The development trend and direction of the current inorganic chemistry have the characteristics of scientifically combining with materials, compounding, assembling and hybridizing inorganic functional materials by applying molecular design and molecular engineering ideas, strengthening the relationship between the structure and the performance of functional substances and the like. Since these materials are composed of inorganic phase, the structural modification and modification are difficult, and it is difficult to control the size, shape and physicochemical properties according to actual needs. While organic compounds have excellent molecular tailoring and modification functions, they have significant drawbacks in terms of robustness and stability. How to combine the complementary properties of inorganic and organic compounds, and constructing a novel hybrid material with a plastic, stable and firm structure has become an important research topic in the fields of inorganic chemistry and material science. In recent years, the research on the synthesis of Mn (II) -based coordination compounds has attracted considerable attention due to their interesting molecular topology and their great potential for applications in catalysis, magnetism and fluorescence properties.
Disclosure of Invention
The invention aims to provide a novel nonlinear optical material and a synthetic method thereof. In order to realize the purpose of the invention, the following technical scheme is adopted:
one of the objects of the present invention is to provide benzyltriphenylphosphonium tetranuclear manganese (ii) complexes of the formula:
the heterocyclic organic ligand in the molecular structural formula is benzyltriphenylphosphonium chloride, SCN is thiocyanate, and Mn is metal manganese ions.
In a preferred embodiment of the present invention, the complex is a particulate crystal; preferably, the granular crystals are pink granular crystals.
The invention also relates to the application of the benzyltriphenylphosphonium tetranuclear manganese (II) complex as a fluorescent material and/or a nonlinear optical material.
The invention also relates to a preparation method of the benzyltriphenylphosphonium tetranuclear manganese (II) complex, which is characterized by comprising the following steps:
A. adding metal Mn chloride, thiocyanate and methanol into a container, stirring at room temperature, adding benzyltriphenylphosphonium chloride into the solution, continuously stirring, and filtering to obtain a clear solution;
B. evaporating the obtained clear liquid at room temperature for 4-6 days to obtain the target product.

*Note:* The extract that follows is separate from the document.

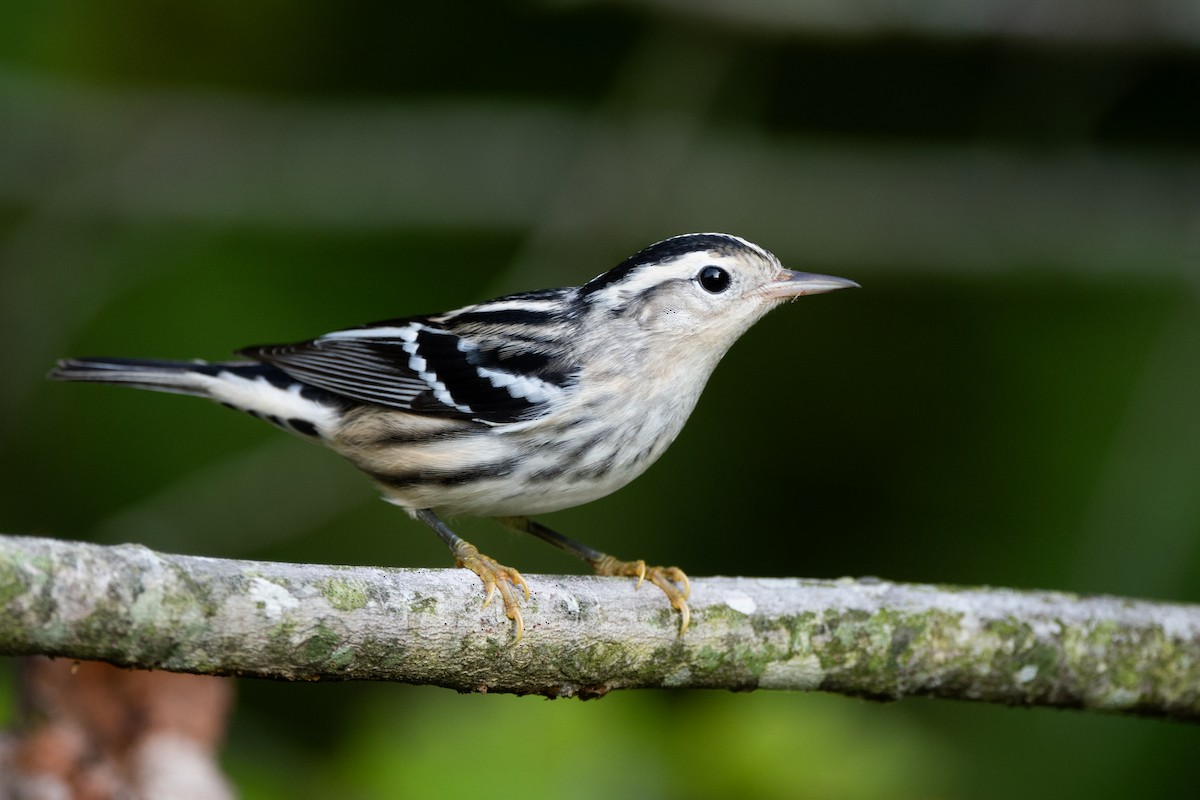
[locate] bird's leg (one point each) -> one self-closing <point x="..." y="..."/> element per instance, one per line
<point x="671" y="579"/>
<point x="496" y="576"/>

The synthetic route of the preparation method of the invention is as follows:
in a preferred embodiment of the invention, the stirring is carried out at room temperature for a period of 30 to 60 minutes
In a preferred embodiment of the invention, benzyltriphenylphosphonium chloride is added to the solution for an additional stirring time of 20 to 60 minutes.
In a preferred embodiment of the invention, it is characterized in that the molar ratio of the metal Mn chloride, thiocyanate and methanol is between 2 and 4.

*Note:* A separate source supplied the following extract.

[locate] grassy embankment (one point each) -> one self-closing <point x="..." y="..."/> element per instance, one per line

The invention synthesizes the hybrid material at room temperature by taking metal chloride, benzyltriphenylphosphonium chloride and potassium thiocyanate as raw materials, and the material has excellent fluorescence property and important value in nonlinear optical property and information storage aspect.
Drawings
FIG. 1: example 1 [ BPP ] prepared 2 [Mn(NCS) 4 ]A crystal photograph of the material (the photograph was taken with a camera and the crystal size was about 3x 2.5x2mm).

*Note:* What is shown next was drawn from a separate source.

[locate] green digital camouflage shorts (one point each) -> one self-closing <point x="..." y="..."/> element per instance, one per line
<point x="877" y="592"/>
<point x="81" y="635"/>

FIG. 2 is a schematic diagram: powder X-ray diffraction pattern of the complex prepared in example 1.
FIG. 3: solid state fluorescence spectrum of the complex prepared in example 1.
FIG. 4 is a schematic view of: second order nonlinear optical effects of the complex prepared in example 1.
Detailed Description
The invention is further described in the following detailed description in conjunction with specific examples, which are intended to be illustrative, but not limiting, of the invention, and the methods and reagents used in the invention, as well as other alternatives and alternatives, which achieve the same technical result.
Example 1:
A. dissolving 0.198 g of manganese chloride solid and 0.389 g of thiocyanate solid in 5ml of methanol at a certain temperature (room temperature), and stirring for half an hour to obtain a clear solution A;
B. weighing 0.777 g of benzyltriphenylphosphonium chloride solid at room temperature, and dissolving in 10ml of methanol solution to obtain colorless clear solution B;
C. adding the solution B into the solution A, continuously stirring for half an hour to obtain a turbid liquid, filtering with medium-speed filter paper, standing the obtained supernatant at room temperature for 3-4 days, slowly evaporating to obtain pink granular crystals (shown in figure 1), which are the target products of the hybrid material (the target product is a single pure phase through single crystal X-ray diffraction and powder X-ray diffraction, shown in figure 2.)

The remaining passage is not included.